The most convincing technologies have clear, simple value that's immediately apparent (like zeromq not needing a central coordinator/exchange), or some real-world use-cases which have been improved by using this technology (actual, already-happened use-cases, not hypothetical: I'm more convinced by words from people who've integrated with the product rather than the authors + their innate bias).
I would have put the title as, 'open-source proof-of-concept messaging queue (Go, single author)'
I have had this too many times, exactly what OP said, even in areas I am strong in... often I have no clue or little clue what to expect without doing additional research.
What do you feel is missing or miscommunicated?
This would be a clear violation of the unwritten open source policy to never mention similar/competing projects!
I'm not saying I wouldn't give this project a closer look, but I would much rather a product make it painfully obvious what compromises were made to offer its availability.
My instinct is: either you need strict constraints on ordering and delivery, in which case you use rabbit, or you need at-least-once-no-matter-what semantics, in which case you use something else and make your app less fragile.
> something else
https://www.confluent.io/blog/exactly-once-semantics-are-pos...
It's really hard to be extremely available and to also guarantee there won't be dupes or out-of-order messages. Like databases, someone saying they offer both is usually hiding a trade-off.
EDIT: I think here "really hard" is a polite way of saying "impossible"
i can sorta see how i would build a message queue that ordered by time, but lost messages would be a problem and so forth - just to get n idea of the trade offs
It's worth mentioning the new Apache Pulsar messaging system which can replace Kafka with pub/sub and queueing semantics while providing better scalability and per-message acks, probably better suited to those who want a combined system.

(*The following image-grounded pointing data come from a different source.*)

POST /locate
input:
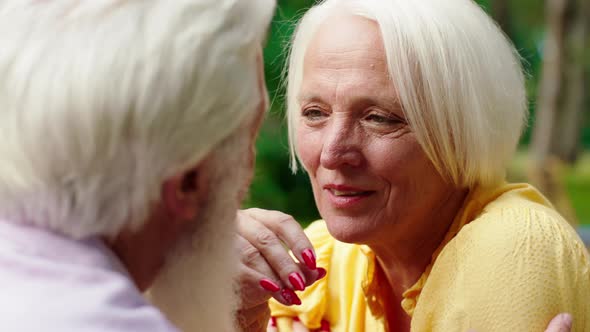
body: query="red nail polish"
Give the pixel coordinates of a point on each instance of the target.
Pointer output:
(297, 281)
(290, 296)
(309, 259)
(269, 285)
(287, 295)
(296, 299)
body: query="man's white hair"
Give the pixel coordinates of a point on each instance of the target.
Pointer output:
(459, 80)
(100, 101)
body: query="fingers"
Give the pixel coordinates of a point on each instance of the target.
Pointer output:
(257, 281)
(561, 323)
(289, 231)
(257, 228)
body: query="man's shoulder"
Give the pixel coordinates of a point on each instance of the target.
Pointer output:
(40, 293)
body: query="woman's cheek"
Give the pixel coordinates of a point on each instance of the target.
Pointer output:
(309, 146)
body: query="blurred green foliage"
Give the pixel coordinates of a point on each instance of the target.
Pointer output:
(276, 188)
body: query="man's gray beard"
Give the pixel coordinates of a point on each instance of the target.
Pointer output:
(195, 287)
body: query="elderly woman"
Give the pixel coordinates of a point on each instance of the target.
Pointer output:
(404, 115)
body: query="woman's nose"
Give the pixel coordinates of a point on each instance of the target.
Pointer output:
(341, 148)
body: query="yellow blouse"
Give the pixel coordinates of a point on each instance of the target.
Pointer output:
(509, 262)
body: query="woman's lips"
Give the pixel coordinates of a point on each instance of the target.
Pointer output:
(342, 196)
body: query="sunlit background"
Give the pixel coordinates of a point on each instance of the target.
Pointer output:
(554, 153)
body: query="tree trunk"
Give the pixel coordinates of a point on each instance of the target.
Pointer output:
(560, 108)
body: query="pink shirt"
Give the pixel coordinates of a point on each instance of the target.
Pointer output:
(49, 282)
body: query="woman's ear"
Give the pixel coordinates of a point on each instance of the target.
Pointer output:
(183, 194)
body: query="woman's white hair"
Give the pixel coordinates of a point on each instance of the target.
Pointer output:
(459, 80)
(100, 101)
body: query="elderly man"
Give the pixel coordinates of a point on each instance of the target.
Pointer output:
(126, 135)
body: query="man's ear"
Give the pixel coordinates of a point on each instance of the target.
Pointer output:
(183, 194)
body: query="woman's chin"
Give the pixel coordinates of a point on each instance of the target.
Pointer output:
(349, 230)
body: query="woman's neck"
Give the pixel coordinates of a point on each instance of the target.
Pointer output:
(404, 257)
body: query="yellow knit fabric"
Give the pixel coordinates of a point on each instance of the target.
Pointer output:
(508, 263)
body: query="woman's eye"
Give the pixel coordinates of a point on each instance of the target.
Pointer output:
(381, 119)
(313, 114)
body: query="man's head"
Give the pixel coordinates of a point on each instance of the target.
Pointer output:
(122, 119)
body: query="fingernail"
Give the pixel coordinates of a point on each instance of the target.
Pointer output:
(297, 281)
(269, 285)
(290, 296)
(309, 259)
(568, 321)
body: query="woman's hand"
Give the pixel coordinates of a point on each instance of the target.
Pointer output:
(266, 267)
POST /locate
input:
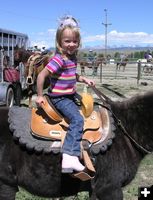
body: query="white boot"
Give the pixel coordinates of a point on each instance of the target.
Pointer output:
(71, 163)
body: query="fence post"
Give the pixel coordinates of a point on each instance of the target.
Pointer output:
(101, 73)
(139, 72)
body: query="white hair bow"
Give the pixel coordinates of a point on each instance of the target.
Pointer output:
(68, 20)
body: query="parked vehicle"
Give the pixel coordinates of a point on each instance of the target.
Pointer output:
(12, 81)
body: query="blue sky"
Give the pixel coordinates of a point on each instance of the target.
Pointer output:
(131, 20)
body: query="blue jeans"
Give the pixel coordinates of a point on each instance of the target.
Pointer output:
(68, 108)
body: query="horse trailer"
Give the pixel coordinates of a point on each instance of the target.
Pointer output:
(10, 89)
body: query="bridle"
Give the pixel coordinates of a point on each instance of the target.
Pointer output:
(105, 99)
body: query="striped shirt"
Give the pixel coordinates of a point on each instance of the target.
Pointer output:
(63, 76)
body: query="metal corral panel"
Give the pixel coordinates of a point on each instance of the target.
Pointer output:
(3, 92)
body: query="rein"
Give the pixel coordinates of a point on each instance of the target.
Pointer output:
(104, 99)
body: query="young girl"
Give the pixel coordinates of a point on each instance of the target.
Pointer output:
(63, 78)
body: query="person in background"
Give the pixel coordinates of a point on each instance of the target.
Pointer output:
(62, 91)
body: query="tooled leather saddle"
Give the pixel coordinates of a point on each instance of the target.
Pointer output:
(47, 123)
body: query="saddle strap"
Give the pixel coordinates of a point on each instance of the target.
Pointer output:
(89, 172)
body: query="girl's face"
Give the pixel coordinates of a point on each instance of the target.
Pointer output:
(69, 42)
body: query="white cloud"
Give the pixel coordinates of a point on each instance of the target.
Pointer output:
(120, 38)
(43, 39)
(114, 38)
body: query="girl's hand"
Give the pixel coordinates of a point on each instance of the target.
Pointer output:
(89, 81)
(40, 100)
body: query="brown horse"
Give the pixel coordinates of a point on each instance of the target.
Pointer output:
(33, 63)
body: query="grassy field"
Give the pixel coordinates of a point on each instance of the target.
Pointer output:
(144, 177)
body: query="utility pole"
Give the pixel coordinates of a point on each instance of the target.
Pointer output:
(106, 25)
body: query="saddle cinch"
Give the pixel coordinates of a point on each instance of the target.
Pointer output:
(47, 123)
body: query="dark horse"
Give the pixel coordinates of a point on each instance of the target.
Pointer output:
(41, 174)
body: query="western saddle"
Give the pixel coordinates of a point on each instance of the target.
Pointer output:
(47, 123)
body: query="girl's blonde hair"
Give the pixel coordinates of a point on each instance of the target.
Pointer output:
(71, 24)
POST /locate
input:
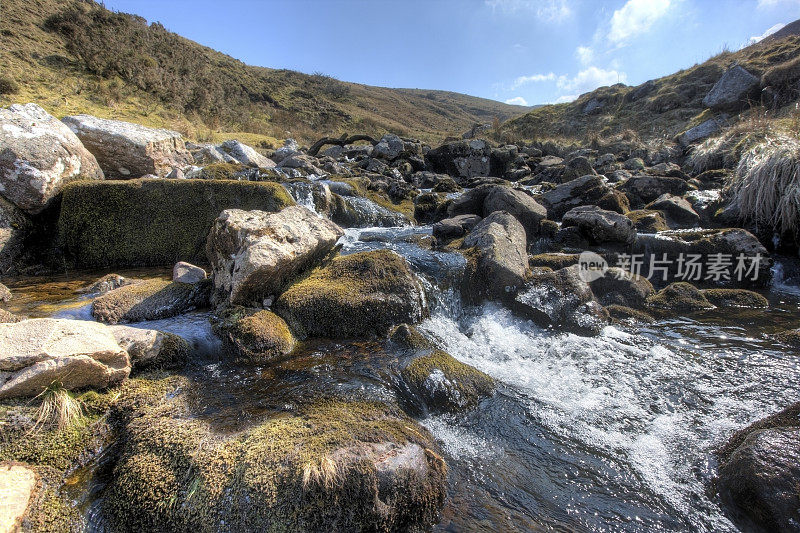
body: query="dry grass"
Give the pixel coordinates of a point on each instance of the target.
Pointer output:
(58, 409)
(766, 186)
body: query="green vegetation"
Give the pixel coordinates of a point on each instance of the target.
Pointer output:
(151, 222)
(78, 57)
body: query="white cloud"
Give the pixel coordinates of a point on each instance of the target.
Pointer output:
(547, 10)
(590, 79)
(635, 17)
(584, 54)
(767, 33)
(535, 78)
(517, 100)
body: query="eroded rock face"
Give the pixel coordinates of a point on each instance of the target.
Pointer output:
(39, 156)
(35, 353)
(125, 150)
(254, 254)
(758, 472)
(355, 296)
(498, 258)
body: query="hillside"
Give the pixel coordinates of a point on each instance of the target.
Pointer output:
(78, 57)
(665, 107)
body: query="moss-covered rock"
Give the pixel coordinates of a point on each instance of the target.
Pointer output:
(254, 336)
(444, 383)
(150, 300)
(735, 298)
(354, 296)
(329, 464)
(679, 297)
(152, 222)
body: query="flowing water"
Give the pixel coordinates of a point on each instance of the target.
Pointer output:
(607, 433)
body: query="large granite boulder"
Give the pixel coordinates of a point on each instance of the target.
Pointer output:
(497, 258)
(126, 150)
(38, 156)
(355, 296)
(76, 354)
(254, 254)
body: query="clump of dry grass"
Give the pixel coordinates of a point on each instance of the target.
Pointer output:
(58, 409)
(766, 185)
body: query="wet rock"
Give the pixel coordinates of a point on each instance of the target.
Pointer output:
(519, 204)
(679, 297)
(496, 257)
(125, 150)
(322, 464)
(17, 485)
(355, 296)
(732, 90)
(150, 348)
(455, 227)
(444, 383)
(678, 211)
(40, 155)
(184, 272)
(758, 472)
(150, 300)
(245, 155)
(735, 298)
(645, 221)
(35, 353)
(461, 159)
(643, 189)
(254, 254)
(254, 337)
(600, 226)
(620, 287)
(551, 298)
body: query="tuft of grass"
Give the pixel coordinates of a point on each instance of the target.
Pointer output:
(58, 409)
(766, 185)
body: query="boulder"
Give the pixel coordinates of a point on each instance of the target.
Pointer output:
(354, 296)
(253, 254)
(444, 383)
(184, 272)
(150, 300)
(519, 204)
(643, 189)
(319, 465)
(758, 471)
(496, 257)
(245, 155)
(254, 337)
(461, 159)
(74, 353)
(179, 215)
(553, 297)
(39, 156)
(678, 211)
(125, 150)
(17, 485)
(732, 90)
(150, 348)
(600, 226)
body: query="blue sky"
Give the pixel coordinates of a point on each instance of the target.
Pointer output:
(520, 51)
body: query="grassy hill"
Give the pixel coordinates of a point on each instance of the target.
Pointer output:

If you dont need/want that, then its just a single ZK cluster as with Kafka or anything else. ZK + Brokers + Bookies = Pulsar.

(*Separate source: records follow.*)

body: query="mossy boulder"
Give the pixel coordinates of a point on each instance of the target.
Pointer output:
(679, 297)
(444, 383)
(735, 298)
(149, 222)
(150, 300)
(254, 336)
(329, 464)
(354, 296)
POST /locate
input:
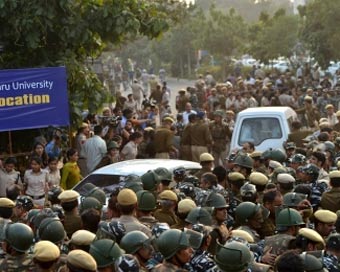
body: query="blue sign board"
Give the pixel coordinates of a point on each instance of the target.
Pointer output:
(33, 98)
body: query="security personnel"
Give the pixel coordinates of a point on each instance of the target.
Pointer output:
(138, 244)
(127, 203)
(258, 165)
(243, 164)
(309, 240)
(81, 239)
(200, 137)
(23, 204)
(164, 139)
(260, 181)
(250, 217)
(310, 112)
(69, 202)
(105, 252)
(233, 256)
(46, 256)
(324, 222)
(78, 260)
(184, 207)
(6, 212)
(288, 223)
(220, 231)
(207, 163)
(221, 136)
(236, 181)
(330, 200)
(202, 260)
(18, 239)
(146, 204)
(285, 183)
(173, 244)
(168, 202)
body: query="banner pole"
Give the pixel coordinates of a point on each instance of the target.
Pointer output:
(10, 142)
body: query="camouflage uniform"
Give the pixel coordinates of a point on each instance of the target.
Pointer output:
(219, 133)
(330, 262)
(168, 267)
(279, 243)
(201, 261)
(318, 188)
(20, 263)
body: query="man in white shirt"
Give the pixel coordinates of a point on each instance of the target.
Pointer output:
(188, 111)
(94, 149)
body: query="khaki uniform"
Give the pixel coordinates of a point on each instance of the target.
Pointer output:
(131, 223)
(166, 216)
(297, 136)
(201, 172)
(163, 139)
(185, 151)
(331, 200)
(168, 267)
(220, 135)
(72, 223)
(312, 116)
(200, 139)
(252, 232)
(279, 243)
(20, 263)
(148, 221)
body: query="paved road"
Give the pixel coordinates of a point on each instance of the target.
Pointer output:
(175, 85)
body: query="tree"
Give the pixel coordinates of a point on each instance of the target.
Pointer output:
(274, 37)
(320, 30)
(38, 33)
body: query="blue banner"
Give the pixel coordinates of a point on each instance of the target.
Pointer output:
(33, 98)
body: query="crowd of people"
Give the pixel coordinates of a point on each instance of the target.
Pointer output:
(244, 210)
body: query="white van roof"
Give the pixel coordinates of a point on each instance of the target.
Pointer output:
(287, 111)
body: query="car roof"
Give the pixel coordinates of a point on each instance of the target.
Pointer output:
(141, 166)
(287, 111)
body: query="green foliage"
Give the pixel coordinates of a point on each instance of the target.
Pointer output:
(320, 30)
(38, 33)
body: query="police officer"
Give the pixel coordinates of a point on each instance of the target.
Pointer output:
(18, 239)
(146, 204)
(46, 256)
(233, 256)
(79, 260)
(330, 199)
(183, 209)
(138, 244)
(127, 203)
(221, 136)
(288, 223)
(173, 244)
(324, 222)
(207, 163)
(69, 202)
(250, 217)
(81, 239)
(105, 253)
(168, 202)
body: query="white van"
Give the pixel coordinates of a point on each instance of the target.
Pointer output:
(266, 127)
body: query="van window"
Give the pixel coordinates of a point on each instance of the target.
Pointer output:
(257, 130)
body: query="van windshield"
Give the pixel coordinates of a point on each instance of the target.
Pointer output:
(257, 130)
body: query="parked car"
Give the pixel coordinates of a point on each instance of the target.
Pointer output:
(266, 127)
(108, 177)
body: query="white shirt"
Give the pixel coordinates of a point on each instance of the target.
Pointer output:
(186, 116)
(94, 150)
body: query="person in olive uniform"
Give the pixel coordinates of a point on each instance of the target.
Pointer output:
(221, 136)
(69, 202)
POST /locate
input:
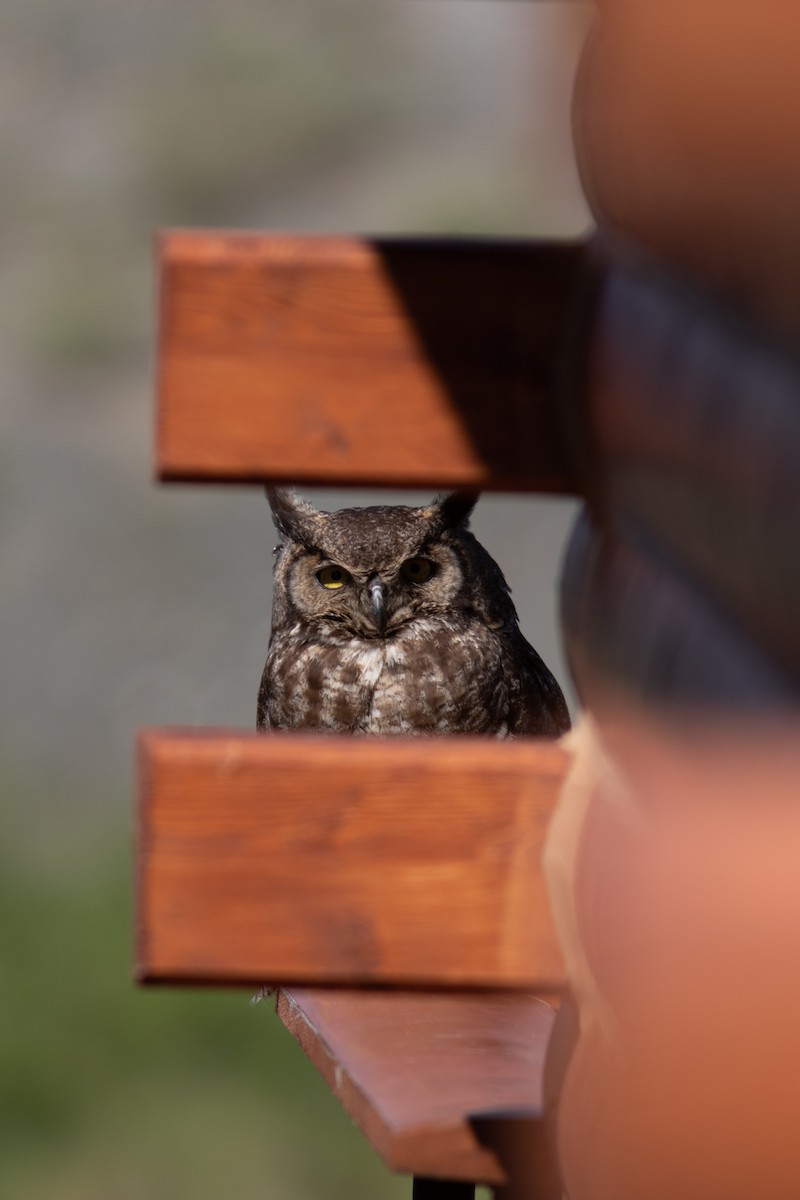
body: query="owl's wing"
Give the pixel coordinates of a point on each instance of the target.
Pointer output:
(536, 703)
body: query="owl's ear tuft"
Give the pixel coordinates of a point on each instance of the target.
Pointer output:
(456, 509)
(294, 517)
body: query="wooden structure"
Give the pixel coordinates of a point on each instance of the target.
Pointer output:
(656, 375)
(411, 864)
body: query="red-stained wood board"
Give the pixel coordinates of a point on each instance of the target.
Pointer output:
(341, 361)
(296, 859)
(422, 1073)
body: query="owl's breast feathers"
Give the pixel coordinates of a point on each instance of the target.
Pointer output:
(438, 675)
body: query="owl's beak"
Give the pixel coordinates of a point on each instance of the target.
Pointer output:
(377, 594)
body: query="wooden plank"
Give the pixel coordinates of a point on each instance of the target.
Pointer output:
(338, 361)
(286, 858)
(419, 1072)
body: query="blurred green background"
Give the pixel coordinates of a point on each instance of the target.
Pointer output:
(125, 605)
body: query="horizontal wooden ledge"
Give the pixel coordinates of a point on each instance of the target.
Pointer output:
(427, 1075)
(298, 859)
(379, 363)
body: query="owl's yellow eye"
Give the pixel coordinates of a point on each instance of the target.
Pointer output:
(334, 576)
(416, 570)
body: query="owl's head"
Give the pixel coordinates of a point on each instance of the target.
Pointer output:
(368, 573)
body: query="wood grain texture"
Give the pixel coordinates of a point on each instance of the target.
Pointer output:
(338, 361)
(286, 858)
(415, 1071)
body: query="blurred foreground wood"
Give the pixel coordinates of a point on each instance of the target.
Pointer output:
(350, 861)
(686, 893)
(428, 1078)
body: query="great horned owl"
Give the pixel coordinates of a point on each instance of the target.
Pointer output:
(397, 621)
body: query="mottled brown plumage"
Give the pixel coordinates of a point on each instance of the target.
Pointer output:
(397, 621)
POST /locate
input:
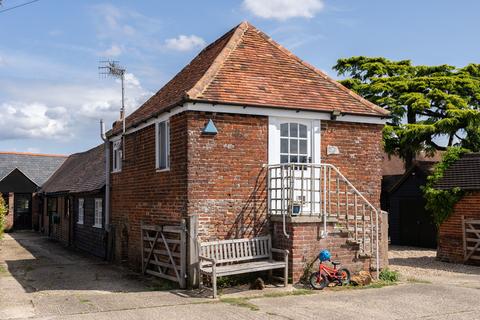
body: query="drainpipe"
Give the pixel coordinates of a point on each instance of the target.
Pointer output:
(107, 175)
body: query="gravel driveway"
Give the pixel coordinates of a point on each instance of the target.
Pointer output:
(417, 264)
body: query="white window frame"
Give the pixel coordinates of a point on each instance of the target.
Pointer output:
(165, 152)
(98, 216)
(81, 210)
(117, 155)
(274, 149)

That's a bit unfair given that the project didn't mention Kafka in it's README and different products have different suitability at different scale and this could simply be a "if your traffic is low and you need this functionality, this will suffice" thing or just an academic interest in producing an ordered distributed message queue.
But as you're asking: Proven ability to consume ~5+ million messages per second with a similar or less hardware requirement than Kafka and high reliability. Well document set of edge cases / compromises where applicable and a high degree of observability. Well understood operational requirements, and SRE runbooks (or just a lot of Github issues that go into how to handle various scenario). An active community of people to assist, and more than 1 committer.

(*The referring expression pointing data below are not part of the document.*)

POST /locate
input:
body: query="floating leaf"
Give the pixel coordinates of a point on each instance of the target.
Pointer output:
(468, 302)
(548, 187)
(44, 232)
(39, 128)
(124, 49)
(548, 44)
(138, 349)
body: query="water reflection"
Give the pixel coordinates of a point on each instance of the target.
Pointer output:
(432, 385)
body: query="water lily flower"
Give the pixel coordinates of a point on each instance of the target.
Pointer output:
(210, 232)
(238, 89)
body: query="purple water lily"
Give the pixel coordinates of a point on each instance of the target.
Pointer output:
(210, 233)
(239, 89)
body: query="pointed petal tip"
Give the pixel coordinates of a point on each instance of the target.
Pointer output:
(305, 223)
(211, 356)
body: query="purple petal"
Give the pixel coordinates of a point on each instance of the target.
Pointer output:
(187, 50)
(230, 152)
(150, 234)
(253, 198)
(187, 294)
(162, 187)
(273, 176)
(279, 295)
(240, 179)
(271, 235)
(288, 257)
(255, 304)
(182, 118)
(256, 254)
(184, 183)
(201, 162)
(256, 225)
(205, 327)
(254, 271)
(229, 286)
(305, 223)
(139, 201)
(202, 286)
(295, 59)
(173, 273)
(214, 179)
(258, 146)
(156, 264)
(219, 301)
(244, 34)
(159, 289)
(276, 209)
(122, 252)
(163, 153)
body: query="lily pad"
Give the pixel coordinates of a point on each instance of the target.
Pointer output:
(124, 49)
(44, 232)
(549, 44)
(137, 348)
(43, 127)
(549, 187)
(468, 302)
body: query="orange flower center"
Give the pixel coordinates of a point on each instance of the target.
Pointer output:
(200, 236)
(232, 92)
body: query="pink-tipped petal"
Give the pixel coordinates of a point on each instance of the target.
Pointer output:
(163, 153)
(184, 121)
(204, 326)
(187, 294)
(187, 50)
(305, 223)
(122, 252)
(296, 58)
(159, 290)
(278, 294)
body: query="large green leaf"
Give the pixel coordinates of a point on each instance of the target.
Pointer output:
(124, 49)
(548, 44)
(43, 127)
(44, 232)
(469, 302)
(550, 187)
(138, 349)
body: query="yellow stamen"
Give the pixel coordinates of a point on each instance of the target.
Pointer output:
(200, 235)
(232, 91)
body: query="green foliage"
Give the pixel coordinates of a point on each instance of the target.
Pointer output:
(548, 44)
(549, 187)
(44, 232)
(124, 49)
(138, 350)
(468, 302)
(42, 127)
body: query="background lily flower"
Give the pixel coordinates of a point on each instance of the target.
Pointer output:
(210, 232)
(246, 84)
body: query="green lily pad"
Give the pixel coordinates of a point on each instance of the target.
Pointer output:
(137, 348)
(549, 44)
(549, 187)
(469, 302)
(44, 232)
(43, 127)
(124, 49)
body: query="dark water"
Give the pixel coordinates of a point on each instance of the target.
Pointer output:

That's the "off the top of my head" thing. YMMV.
> Well document set of edge cases / compromises where applicable and a high degree of observability. Well understood operational requirements, and SRE runbooks (or just a lot of Github issues that go into how to handle various scenario). An active community of people to assist, and more than 1 committer.
Are you talking about Sandglass or Kafka? Because Sandglass seems 3 months old, has 1 contributor and is featured here as "Show HN"... So it probably isn't as mature solution as Kafka is. Or am I missing something?
I'd love to see comparative stress tests, Jepsen-like, to assess the ability to survive partitions, corruption, node restart and node loss, to better estimate the probability that a job gets lost.
[1]: http://nats.io/documentation/streaming/nats-streaming-intro/
https://github.com/celrenheit/sandglass/blob/dev/storage/roc...
The first is to be able to track each message individually (i.e. not using a single commit offset) to make suitable for asynchronous tasks.
The second is the ability to schedule messages to be consumed in the future. This make it suitable for retries.